Temperature fluctuations are another common problem that leads to the dropping of leaves in a jade plant. 

When the temperature level changes suddenly, it stresses the plant, which leads to leaf loss.


Jade plants can tolerate a variety of temperature ranges. This doesn’t mean you keep them in extreme conditions. They don’t appreciate extreme or sudden shifts in temperature.

If a jade plant is kept in an area where the temperature changes frequently, the leaves are likely to fall off.

Jade plants do not perform well in the winter months due to frost. They can survive low temperatures, but cold drafts and frost can give them a hard time. In addition, they may lose leaves as a sign of shock.

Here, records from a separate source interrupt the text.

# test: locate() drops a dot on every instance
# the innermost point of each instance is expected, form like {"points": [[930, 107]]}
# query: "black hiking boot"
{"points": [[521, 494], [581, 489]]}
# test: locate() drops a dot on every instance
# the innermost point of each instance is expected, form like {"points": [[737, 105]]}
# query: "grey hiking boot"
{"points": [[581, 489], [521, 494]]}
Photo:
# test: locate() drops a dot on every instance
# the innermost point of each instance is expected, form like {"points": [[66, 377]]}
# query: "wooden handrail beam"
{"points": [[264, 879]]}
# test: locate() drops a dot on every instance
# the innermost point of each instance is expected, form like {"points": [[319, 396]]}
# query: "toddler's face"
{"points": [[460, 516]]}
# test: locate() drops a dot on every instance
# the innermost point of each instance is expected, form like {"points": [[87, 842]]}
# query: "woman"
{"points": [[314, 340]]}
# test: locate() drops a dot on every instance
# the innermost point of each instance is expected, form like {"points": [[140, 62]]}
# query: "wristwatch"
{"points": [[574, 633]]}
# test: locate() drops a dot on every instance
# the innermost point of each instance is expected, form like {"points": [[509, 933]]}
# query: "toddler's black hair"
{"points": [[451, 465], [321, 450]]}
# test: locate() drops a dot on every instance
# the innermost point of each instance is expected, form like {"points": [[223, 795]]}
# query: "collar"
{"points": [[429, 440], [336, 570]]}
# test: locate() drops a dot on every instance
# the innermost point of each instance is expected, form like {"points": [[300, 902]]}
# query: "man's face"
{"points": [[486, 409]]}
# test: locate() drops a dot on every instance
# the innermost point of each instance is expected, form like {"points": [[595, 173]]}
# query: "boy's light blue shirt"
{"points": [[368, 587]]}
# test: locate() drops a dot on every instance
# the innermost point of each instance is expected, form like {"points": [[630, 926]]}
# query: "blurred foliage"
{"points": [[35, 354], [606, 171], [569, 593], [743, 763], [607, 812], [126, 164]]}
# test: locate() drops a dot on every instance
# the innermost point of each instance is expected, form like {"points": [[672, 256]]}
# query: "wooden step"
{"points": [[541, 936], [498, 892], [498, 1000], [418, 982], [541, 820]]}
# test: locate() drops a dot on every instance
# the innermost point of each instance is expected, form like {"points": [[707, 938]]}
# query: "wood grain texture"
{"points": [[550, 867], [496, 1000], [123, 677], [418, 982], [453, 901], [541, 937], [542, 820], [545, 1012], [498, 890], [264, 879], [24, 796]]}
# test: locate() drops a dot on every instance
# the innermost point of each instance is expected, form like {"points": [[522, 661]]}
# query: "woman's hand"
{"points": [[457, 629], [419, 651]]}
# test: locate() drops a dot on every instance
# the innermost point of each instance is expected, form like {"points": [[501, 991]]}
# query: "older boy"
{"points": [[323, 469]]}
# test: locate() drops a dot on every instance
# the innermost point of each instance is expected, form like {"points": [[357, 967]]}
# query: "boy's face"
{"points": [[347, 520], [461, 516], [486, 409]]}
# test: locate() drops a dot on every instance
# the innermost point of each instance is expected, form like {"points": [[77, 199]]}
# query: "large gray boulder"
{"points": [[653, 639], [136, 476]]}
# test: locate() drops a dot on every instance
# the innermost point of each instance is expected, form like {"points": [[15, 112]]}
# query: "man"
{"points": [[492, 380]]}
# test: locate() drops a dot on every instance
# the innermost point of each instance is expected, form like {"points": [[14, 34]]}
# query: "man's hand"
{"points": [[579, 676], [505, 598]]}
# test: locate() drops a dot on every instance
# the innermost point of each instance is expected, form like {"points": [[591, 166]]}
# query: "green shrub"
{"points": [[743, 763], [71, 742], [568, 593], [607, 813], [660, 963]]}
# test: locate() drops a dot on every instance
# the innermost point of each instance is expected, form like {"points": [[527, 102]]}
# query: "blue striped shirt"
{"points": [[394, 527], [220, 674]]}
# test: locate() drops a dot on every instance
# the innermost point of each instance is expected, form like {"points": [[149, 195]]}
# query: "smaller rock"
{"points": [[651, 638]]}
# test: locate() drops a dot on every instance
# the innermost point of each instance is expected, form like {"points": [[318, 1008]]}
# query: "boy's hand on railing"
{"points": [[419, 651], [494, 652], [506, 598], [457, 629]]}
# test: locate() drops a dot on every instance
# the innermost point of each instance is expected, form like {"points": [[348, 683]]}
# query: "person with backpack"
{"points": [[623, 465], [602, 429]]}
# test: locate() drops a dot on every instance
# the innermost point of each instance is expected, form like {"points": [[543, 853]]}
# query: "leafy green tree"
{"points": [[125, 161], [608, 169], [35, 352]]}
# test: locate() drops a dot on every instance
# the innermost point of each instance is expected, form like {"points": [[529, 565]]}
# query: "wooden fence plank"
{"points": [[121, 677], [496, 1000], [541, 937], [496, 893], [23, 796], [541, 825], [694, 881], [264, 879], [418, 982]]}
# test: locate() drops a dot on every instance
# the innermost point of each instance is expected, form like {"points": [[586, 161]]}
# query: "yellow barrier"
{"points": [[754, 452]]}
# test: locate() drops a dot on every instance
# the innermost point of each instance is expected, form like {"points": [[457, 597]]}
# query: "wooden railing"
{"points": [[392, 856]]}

  • Do not move your jade plant from one place to another frequently.
  • Please keep them in an area with a temperature between 65°F-85°F.
  • Move them indoors during the winter month and keep them away from windows to prevent temperature shock.
  • Keep them away from vents, radiators, furnaces, etc. 
  • Keep them dry during winter as they can permanently get stressed if kept wet in cooler months for longer periods.
  • Move them to a ventilated area to make sure it gets good airflow.

Also read: Where to keep jade plants at home?

Older leaves falling off

Jade plant 5

It is natural for any plant to lose its older leaves as it grows and matures. 

The new growth will take place, and some old leaves will fall off. There is no need to worry if something like this happens with your jade plants.


Jade plants losing leaves does not always mean doom and gloom. They may be fine, and it might just be an old leaf that needs to fall off eventually.

It is typically the life cycle of a jade plant which is not something questionable. They naturally drop their older leaves as a process of aging.

These dropped leaves are replaced with new growth as the growing season progresses.

However, if they are dropping leaves abnormally, then you might consider checking on them to identify possible problems.


  • Let your plant be when the plant is losing leaves naturally.
  • Always keep a check on your plant to understand its typical leaf dropping rate.
  • Inspect them if you feel they are dropping excessively and take action accordingly.
  • Look for the possible reasons for the stress of your plant and fix it.

Will jade plant leaves grow back?

Once the leaves fall off or turn yellow or brown, they will not get healthy again. However, your jade plant will produce fresh new leaves once it gets acclimated to the new environment.

You can do a few things to support the growth of new branches and leaves.

  1. Prune your jade plant during early spring. Prune up to 30% of the leaves. You can plan to prune in stages every week to avoid over-pruning.
  2. You can pinch back young stems using your forefinger to encourage branching and new leaf growth.
  3. Provide your plant with ample direct and indirect light in the right proportion as they need the energy to have new growth.
  4. Fertilizing in the early summer will also help to give them a boost of nutrients to support soil and roots to produce new leaves and stems.

Final words

Jade plants are sturdy and beautiful plants that are very rarely seen to be sinking due to issues.

All you need is to keep an eye on your jade plant and prevent them from extreme conditions.

Following the proper process, enjoying the process, and creating a prime living atmosphere for them is the best you can do.